Chief executive Mark Reynolds says turnover will dip ‘quite a bit’ this year

Mace has confirmed that it has broken the £2bn turnover barrier for the first time but reveals profit slipped during 2018.

In the year ended 31 December the firm turned over £2.35bn, an increase of 19% on its 2017 figure, while pre-tax profit came in at £32.8m – down 8% year-on-year, and resulting in a pre-tax margin of 1.4%. 

In its annual report Mace also revealed chief finance officer Dennis Hone will retire at the end of the year.


Mark Reynolds, chief executive of Mace, told Building it had been a “good year” despite “challenges on a couple of projects”. 
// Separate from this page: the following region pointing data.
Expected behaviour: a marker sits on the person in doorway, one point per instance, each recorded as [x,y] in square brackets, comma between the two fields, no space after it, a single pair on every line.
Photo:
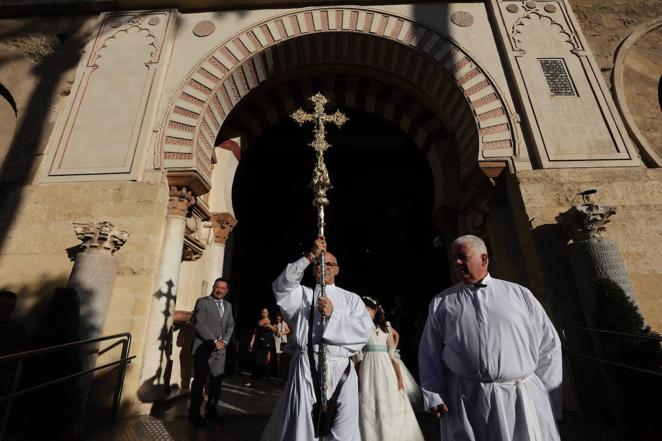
[347,329]
[282,357]
[385,411]
[14,339]
[490,358]
[213,324]
[262,345]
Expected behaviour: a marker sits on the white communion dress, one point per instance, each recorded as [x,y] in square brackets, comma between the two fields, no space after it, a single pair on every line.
[385,411]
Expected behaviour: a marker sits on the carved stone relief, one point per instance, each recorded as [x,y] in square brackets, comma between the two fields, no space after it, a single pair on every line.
[113,98]
[567,105]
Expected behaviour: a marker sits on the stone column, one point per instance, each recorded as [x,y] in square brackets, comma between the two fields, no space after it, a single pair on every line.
[93,274]
[163,300]
[593,256]
[222,223]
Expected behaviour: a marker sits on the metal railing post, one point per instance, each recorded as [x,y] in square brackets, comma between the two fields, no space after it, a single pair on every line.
[126,345]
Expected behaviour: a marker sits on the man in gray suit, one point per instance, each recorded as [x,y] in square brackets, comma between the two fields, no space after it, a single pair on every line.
[213,322]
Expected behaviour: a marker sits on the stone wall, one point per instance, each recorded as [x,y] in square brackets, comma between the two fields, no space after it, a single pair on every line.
[40,235]
[605,25]
[637,195]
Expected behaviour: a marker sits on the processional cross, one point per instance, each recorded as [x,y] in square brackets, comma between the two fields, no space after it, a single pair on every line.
[320,184]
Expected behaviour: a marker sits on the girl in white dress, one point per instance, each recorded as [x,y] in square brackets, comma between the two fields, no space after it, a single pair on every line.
[385,411]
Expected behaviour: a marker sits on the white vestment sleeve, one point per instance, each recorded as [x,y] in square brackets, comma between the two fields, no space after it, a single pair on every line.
[550,369]
[288,290]
[350,327]
[430,363]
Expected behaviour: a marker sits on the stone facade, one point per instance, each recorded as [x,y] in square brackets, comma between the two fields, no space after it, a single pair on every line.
[116,116]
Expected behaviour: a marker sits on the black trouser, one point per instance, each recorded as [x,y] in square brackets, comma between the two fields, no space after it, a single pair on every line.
[201,373]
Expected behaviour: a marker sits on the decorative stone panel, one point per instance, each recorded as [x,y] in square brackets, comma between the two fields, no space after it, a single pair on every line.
[568,109]
[472,105]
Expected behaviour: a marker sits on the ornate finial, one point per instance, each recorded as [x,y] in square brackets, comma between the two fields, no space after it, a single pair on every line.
[222,223]
[321,182]
[586,221]
[102,236]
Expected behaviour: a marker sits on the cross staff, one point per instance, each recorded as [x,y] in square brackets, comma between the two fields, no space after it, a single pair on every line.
[320,184]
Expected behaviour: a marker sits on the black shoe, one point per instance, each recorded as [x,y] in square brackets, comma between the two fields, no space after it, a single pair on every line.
[214,416]
[196,420]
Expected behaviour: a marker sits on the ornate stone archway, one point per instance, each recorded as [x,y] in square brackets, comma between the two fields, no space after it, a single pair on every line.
[467,99]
But he revealed that the group would see its revenue dip “quite a bit” below £2bn in 2019, having broken through the £2bn barrier for the first time last year.

Reynolds told Building: “There was a bit of a spike in our last year from our international business and datacentre contracts. It was a bumper year. This year [2019] will be less. There’ll be a drop in turnover in London and the South East.”
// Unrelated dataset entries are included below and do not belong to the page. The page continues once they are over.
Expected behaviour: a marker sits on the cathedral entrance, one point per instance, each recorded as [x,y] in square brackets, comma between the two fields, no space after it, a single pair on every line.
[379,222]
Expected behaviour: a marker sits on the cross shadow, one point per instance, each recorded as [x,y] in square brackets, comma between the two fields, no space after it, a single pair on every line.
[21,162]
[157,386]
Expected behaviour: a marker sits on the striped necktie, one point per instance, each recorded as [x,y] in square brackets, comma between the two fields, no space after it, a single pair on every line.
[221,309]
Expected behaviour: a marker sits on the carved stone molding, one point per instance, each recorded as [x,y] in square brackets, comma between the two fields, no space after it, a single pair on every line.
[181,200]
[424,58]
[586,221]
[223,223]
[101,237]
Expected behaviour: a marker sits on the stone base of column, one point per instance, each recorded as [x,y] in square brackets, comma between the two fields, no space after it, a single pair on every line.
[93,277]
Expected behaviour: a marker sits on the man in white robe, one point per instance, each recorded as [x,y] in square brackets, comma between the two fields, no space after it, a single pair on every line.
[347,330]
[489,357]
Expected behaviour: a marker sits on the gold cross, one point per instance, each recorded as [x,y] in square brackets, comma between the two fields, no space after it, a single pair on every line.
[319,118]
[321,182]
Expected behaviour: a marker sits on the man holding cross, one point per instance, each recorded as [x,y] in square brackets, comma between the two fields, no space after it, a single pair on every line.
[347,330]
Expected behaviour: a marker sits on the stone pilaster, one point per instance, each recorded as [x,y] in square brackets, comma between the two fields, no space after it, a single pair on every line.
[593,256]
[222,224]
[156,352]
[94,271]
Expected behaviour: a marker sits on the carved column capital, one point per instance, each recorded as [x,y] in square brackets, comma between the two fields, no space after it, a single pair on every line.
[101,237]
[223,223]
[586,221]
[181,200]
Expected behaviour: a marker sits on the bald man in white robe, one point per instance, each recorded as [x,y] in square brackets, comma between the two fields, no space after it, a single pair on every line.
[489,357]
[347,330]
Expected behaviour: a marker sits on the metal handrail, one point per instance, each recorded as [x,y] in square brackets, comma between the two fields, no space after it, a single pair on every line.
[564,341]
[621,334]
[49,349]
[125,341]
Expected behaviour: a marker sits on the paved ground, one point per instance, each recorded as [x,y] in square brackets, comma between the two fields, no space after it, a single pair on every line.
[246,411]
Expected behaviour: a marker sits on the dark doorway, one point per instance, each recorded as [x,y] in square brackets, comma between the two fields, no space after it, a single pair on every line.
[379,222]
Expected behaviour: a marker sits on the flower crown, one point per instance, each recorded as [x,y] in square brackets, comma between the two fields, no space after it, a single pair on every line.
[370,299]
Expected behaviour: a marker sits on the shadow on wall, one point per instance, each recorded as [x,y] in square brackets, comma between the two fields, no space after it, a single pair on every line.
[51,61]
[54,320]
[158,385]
“Like many others, [if] you have a problem on a project and you have to write down profit it’s the 1% of projects that hurt you. This year coming construction will do very well. I’m not worried about turnover, it’s about profit. Our margin will go up significantly.”
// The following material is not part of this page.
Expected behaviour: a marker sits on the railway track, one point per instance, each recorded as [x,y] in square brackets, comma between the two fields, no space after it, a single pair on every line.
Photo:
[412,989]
This year will be the last for current chief financial officer Hone, who joined the contractor in 2014. He was previously chief executive of the London Legacy Development Corporation, and before that as head of the Olympic Delivery Authority. 

He is set to be replaced by Richard Bienfait, who was made chief executive of higher education developer University Parternships Programme in January this year. He was previously chief financial officer at the group. 

Bienfait will join Mace in the likely aftermath of the UK’s exit from the European Union, with Reynolds saying he was concerned by clients being more selective about work as a result. 

“They’re all more cautious with the Brexit effect. Brexit for us is a short-term hit in the first instance,” he said. “The movement of goods is the biggest risk. It can hit you on projects, with higher prelims, and delays and potentially damages.”

Reynolds also warned against over-borrowing in the contracting business. “It’s all about cash balances and cash resilience. If you have to borrow money to fund your operational business then that’s dangerous.

“Well-run companies don’t have these sorts of problems. The example is Carillion. If you pay out more than you earn over a long period, then you’re going to end up in a bad place.”